Era il 2000 quando, in uno dei numerosi momenti di riavvicinamento tra le due Coree nel corso della loro difficile coesistenza nel mondo contemporaneo, il defunto leader Kim Jong-il fece famosamente omaggio all’allora presidente del Sud Kim Dae-jung di due esemplari di cane di Pungsan, estremamente rappresentativo del suo territorio di appartenenza, gesto nei confronti del quale la controparte rispose con altrettanti Jindo, razza associata alla parte meridionale della penisola coreana. In questo scambio di doni, sostanzialmente, era contenuto un messaggio di speranza che fatica ancora a raggiungere le sue più auspicabili conseguenze.
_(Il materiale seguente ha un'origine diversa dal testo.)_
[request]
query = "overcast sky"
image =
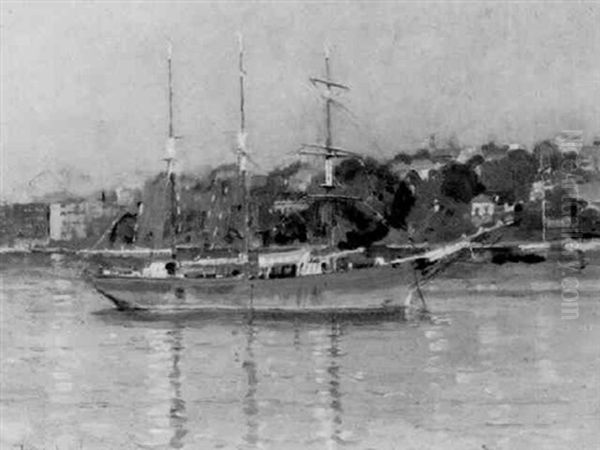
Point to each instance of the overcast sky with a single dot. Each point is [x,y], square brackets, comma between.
[84,83]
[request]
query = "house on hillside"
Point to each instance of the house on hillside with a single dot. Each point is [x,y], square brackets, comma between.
[24,225]
[483,209]
[569,141]
[590,157]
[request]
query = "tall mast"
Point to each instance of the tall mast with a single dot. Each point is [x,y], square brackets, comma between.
[170,154]
[242,152]
[328,152]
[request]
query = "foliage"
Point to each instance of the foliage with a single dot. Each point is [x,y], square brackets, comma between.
[510,177]
[460,182]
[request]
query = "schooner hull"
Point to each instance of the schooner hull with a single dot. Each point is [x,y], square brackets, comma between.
[371,290]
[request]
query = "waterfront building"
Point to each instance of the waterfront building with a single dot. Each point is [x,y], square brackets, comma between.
[24,225]
[569,141]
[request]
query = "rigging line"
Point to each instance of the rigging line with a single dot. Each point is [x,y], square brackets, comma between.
[355,121]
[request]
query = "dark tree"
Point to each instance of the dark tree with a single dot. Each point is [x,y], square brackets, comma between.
[460,182]
[403,202]
[548,155]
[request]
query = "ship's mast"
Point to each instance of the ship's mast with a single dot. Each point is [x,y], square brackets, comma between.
[241,150]
[328,152]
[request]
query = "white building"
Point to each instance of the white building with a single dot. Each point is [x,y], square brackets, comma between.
[569,141]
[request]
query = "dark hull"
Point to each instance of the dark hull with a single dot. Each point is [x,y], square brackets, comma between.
[377,290]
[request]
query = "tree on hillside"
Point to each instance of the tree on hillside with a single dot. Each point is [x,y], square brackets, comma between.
[422,154]
[510,177]
[402,157]
[460,182]
[548,155]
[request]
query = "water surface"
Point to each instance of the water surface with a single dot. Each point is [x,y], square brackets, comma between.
[485,371]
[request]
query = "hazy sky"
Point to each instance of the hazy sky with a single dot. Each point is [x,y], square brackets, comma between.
[84,83]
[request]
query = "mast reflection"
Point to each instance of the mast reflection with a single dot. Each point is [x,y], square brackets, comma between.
[250,403]
[177,412]
[334,380]
[326,356]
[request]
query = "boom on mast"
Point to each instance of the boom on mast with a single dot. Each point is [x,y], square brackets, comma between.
[328,152]
[170,155]
[242,154]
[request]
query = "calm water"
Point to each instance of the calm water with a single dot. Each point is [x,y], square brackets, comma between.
[484,372]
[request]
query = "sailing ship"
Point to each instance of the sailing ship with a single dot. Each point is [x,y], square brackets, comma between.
[305,280]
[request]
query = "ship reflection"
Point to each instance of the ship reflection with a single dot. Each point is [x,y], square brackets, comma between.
[327,355]
[334,381]
[250,404]
[177,412]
Come spesso avviene, d’altra parte, un conto sono i simboli e tutt’altra storia i gesti, sopratutto quando vengono coinvolti direttamente degli animali. In un’altra famosa storia del generale Gim Yu-sin, successivamente alla sua più grande vittoria in battaglia, egli fu scoperto pubblicamente all’interno di una casa di cortigiane. Al che dovette promettere alla propria anziana e scandalizzata madre di non compiere più un gesto tanto scriteriato. Garanzia purtroppo non mantenuta, quando la sera successiva, lo scandalo ebbe modo di ripetersi a causa di un messaggero reale dalle tempistiche particolarmente sfortunate. E fu allora che, sfruttando i lunghi anni trascorsi nello sviluppare una visione tattica del mondo, il generale dichiarò all’indirizzo di costui “In verità ti dico, o fedele servitore di Silla, che è stato il mio cavallo traditore a portarmi nuovamente qui.” Quindi al concludersi di tale frase, estrasse la spada che tante volte aveva prevalso in battaglia, uccidendo il malcapitato equino. Un epilogo decisamente poco onorevole, per colui che era stato in grado di proteggere ed unificare una nazione.